这是我第一次在 PyTorch 中编写/实验条件 GAN 实现。我使用了大量的在线资源来编写一个常规的 GAN，效果非常好。我进行了修改以制作条件 GAN，其关键代码如下：

import torch.nn as nn
class discriminator(nn.Module):
    def __init__(self):
        super(discriminator, self).__init__()
        self.main = nn.Sequential(
            nn.Conv2d(3, 32, kernel_size=3, stride=2, padding=1, bias=False),
            nn.BatchNorm2d(32),
            nn.LeakyReLU(0.1, inplace=True),

            nn.Conv2d(32, 64, kernel_size=4, stride=2, padding=1, bias=False),
            nn.BatchNorm2d(64),
            nn.LeakyReLU(0.1, inplace=True),

            nn.Conv2d(64, 128, kernel_size=4, stride=2, padding=1, bias=False),
            nn.BatchNorm2d(128),
            nn.LeakyReLU(0.1, inplace=True),

            nn.Conv2d(128, 256, kernel_size=4, stride=2, padding=1, bias=False),
            nn.BatchNorm2d(256),
            nn.LeakyReLU(0.1, inplace=True),

            nn.Conv2d(256, 512, kernel_size=4, stride=2, padding=1, bias=False),
            nn.BatchNorm2d(512),
            nn.LeakyReLU(0.1, inplace=True),

            nn.Conv2d(512, 1024, kernel_size=4, stride=2, padding=1, bias=False),
            nn.BatchNorm2d(1024),
            nn.LeakyReLU(0.1, inplace=True),

            nn.Conv2d(1024, 1, kernel_size=4, stride=1, padding=0, bias=False),
            nn.Flatten(),
            nn.Sigmoid()
        )

    def forward(self, x, labels):
        x = torch.cat((x, labels), dim=1)
        return self.main(x)

discriminator = discriminator()
discriminator = to_device(discriminator,device)

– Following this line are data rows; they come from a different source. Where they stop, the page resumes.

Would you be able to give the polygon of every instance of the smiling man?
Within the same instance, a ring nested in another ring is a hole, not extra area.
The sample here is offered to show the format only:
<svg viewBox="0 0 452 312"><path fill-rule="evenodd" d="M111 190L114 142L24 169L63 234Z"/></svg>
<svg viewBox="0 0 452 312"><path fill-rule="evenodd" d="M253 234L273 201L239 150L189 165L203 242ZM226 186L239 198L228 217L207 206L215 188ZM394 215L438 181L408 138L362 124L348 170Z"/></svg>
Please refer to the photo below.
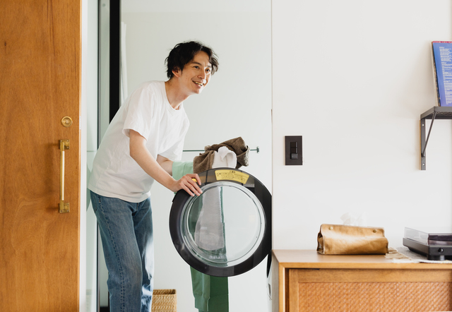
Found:
<svg viewBox="0 0 452 312"><path fill-rule="evenodd" d="M218 61L210 48L191 41L177 44L166 64L169 80L143 83L115 115L88 183L109 272L111 311L150 311L153 181L173 192L201 193L197 174L172 178L172 162L181 159L189 128L183 102L202 92Z"/></svg>

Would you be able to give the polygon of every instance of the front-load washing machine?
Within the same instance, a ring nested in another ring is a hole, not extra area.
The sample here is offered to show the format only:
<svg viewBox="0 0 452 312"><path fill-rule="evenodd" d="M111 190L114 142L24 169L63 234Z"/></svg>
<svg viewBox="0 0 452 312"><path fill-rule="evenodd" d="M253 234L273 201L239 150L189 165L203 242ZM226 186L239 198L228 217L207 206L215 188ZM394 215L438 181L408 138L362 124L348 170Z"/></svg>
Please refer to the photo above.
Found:
<svg viewBox="0 0 452 312"><path fill-rule="evenodd" d="M218 276L238 275L271 251L271 195L252 175L215 168L201 172L199 196L177 192L170 215L174 247L192 268Z"/></svg>

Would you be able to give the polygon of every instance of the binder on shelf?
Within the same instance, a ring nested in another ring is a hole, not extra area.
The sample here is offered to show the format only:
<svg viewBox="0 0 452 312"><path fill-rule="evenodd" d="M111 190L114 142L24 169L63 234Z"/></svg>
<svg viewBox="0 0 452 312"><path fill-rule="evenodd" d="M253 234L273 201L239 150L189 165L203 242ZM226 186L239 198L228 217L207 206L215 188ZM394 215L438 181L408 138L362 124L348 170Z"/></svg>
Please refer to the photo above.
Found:
<svg viewBox="0 0 452 312"><path fill-rule="evenodd" d="M452 41L432 42L432 52L438 105L452 107Z"/></svg>

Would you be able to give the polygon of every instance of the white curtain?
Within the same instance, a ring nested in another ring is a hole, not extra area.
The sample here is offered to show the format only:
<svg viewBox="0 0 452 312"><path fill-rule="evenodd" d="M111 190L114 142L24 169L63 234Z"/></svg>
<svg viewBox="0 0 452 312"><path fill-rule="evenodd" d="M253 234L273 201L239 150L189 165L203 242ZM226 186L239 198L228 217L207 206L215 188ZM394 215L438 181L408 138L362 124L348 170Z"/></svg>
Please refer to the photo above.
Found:
<svg viewBox="0 0 452 312"><path fill-rule="evenodd" d="M129 96L127 92L127 66L126 62L126 24L124 22L121 22L121 105Z"/></svg>

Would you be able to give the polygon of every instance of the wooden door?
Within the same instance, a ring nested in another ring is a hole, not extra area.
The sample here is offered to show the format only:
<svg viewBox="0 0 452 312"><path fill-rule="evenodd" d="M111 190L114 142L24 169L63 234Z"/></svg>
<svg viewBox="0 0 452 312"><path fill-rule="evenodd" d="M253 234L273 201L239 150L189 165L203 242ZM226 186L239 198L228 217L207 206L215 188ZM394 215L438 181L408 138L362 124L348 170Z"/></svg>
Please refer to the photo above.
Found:
<svg viewBox="0 0 452 312"><path fill-rule="evenodd" d="M0 1L0 311L78 311L81 1Z"/></svg>

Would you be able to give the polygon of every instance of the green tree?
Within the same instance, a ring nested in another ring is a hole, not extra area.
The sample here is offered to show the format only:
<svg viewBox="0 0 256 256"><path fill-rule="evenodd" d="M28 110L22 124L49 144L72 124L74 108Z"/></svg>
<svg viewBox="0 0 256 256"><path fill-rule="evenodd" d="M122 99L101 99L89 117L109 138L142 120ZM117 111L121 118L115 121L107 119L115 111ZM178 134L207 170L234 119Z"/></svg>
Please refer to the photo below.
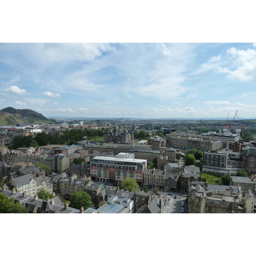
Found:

class generator(nn.Module):
    def __init__(self, latent_dim):
        super(generator, self).__init__()
        self.main = nn.Sequential(
            nn.ConvTranspose2d(latent_dim, 1024, kernel_size=4, stride=1, padding=0, bias=False),
            nn.BatchNorm2d(1024),
            nn.LeakyReLU(0.1, inplace=True),

            nn.ConvTranspose2d(1024, 512, kernel_size=4, stride=2, padding=1, bias=False),
            nn.BatchNorm2d(512),
            nn.LeakyReLU(0.1, inplace=True),

            nn.ConvTranspose2d(512, 256, kernel_size=4, stride=2, padding=1, bias=False),
            nn.BatchNorm2d(256),
            nn.LeakyReLU(0.1, inplace=True),

            nn.ConvTranspose2d(256, 128, kernel_size=4, stride=2, padding=1, bias=False),
            nn.BatchNorm2d(128),
            nn.LeakyReLU(0.1, inplace=True),

            nn.ConvTranspose2d(128, 64, kernel_size=4, stride=2, padding=1, bias=False),
            nn.BatchNorm2d(64),
            nn.LeakyReLU(0.1, inplace=True),

            nn.ConvTranspose2d(64, 32, kernel_size=4, stride=2, padding=1, bias=False),
            nn.BatchNorm2d(32),
            nn.LeakyReLU(0.1, inplace=True),

            nn.ConvTranspose2d(32, 3, kernel_size=4, stride=2, padding=1, bias=False),
            nn.Tanh()
        )

    def forward(self, z, labels):
        x = torch.cat((z, labels), dim=1)
        return self.main(x)
   
generator = generator(latent_sz)
generator = to_device(generator,device)

def train_discriminator(real_images, real_labels, opt_d):
    opt_d.zero_grad()

    real_preds = discriminator(real_images, real_labels)
    real_targets = torch.ones(real_images.size(0), 1, device=device)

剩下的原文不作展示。